Nell’ambito dei grandi eventi giubilari è riservato uno spazio, dal 20 al 22 giugno 2025, al Giubileo dei governanti. In riferimento a questa circostanza richiamiamo due testimonianze sulla relazione tra politica – intesa nel senso di servizio alla polis cioè alla città – e Vangelo.
La prima testimonianza la prendiamo da un passato lontano, ma richiamando una personalità che sempre è sentita attuale, quella di Francesco d’Assisi (1182-1226): tra i suoi scritti annoveriamo anche una Lettera ai reggitori di popoli. Francesco ha la pretesa di raggiungerli tutti, come cogliamo nell’esordio dello scritto: «A tutti i podestà e ai consoli, ai giudici e ai reggitori di ogni parte del mondo, e a tutti gli altri ai quali giungerà questa lettera, frate Francesco, vostro servo nel Signore Dio, piccolo e spregevole, a tutti voi augura salute e pace». Il santo assisiate, dalla sua “piccolezza”, rivolge alcune esortazioni forti ai “politici” del suo tempo, tutte incentrate su un’attenzione e una consapevolezza da avere: è al Signore che va reso onore in mezzo al popolo, è lui l’onnipotente e di lui occorre avere memoria. Francesco invita, insomma, a guardarsi dall’illusione di essere i padroni del mondo per ruolo e per una sapienza che è più presunzione che conoscenza: «E quando verrà il giorno della morte, tutte quelle cose che credevano di possedere saranno loro tolte. E quanto più sapienti e potenti saranno stati in questo mondo, tanto maggiori tormenti patiranno nell’inferno». Un Francesco minaccioso? Rapportando le sue parole al nostro tempo cogliamo la sollecitazione a non fare del potere una idolatria, ma a ricondurre la politica a una missione, un servizio all’umano, con il senso del limite: l’essere umano non esaurisce nei suoi giochi di forza il senso della storia.
Così ha vissuto la politica la seconda personalità che menzioniamo, quella di Dag Hammarskjöld (1905-1961). Nato in Svezia da una ricca famiglia che annoverava diverse generazioni di funzionari pubblici e militari, brillante studente e docente presso la facoltà di Economia, dal 1953 ricopre per due mandati la carica di Segretario delle Nazioni Unite (ONU), svolgendo un delicato ruolo diplomatico e di mediazione in Israele, in Cina, nella crisi di Suez. Esercita il suo ruolo sostenuto da una forte fede protestante, si impegna affinché l’ONU abbia una sua autonomia nell’intervenire nelle situazioni di crisi internazionale e per sostenere i diritti delle piccole nazioni nella prospettiva della decolonizzazione, attirandosi così molte critiche da parte dei paesi occidentali. Muore nella notte tra il 17 e il 18 settembre 1961 in un incidente aereo, le cui cause non sono mai state definitivamente chiarite, a Ndola (nell’attuale Zambia), mentre si trovava in viaggio per una missione diplomatica in Congo. Nel medesimo anno gli viene assegnato il Nobel per la Pace alla memoria «in segno di gratitudine per tutto quello che ha fatto, per tutto quello che ha ottenuto, per l’ideale per il quale ha combattuto: creare pace e magnanimità tra le nazioni e gli uomini».

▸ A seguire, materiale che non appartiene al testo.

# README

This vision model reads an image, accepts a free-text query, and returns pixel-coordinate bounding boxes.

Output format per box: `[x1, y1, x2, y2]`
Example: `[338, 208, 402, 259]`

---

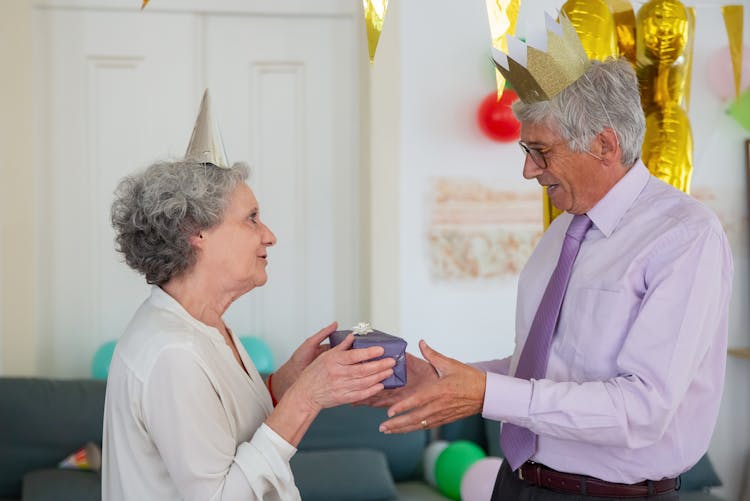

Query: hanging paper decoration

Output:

Dopo la sua morte tra le sue carte nella sua abitazione di New York fu rinvenuto un piccolo manoscritto che ne ha fatto scoprire la profonda esperienza religiosa e che in Italia è stato pubblicato col titolo Tracce di cammino per le edizioni Qiqajon (2006). Ad Hammarskjöld (nella foto) va riconosciuta anche l’iniziativa di creare una stanza interreligiosa per la meditazione nel Palazzo delle Nazioni Unite, aperta al pubblico nel 1957. Sul pieghevole a disposizione dei visitatori Dag scriveva: «[…] Questo palazzo, dedicato al lavoro e alla discussione a servizio della pace, doveva avere una stanza dedicata al silenzio, in senso esteriore, e alla quiete in senso interiore. L’obiettivo è stato di creare in questa piccola stanza un luogo le cui porte possano essere aperte agli spazi infiniti del pensiero e della preghiera. […]». Ci chiediamo anche oggi: può la politica fare a meno di una “mistica”?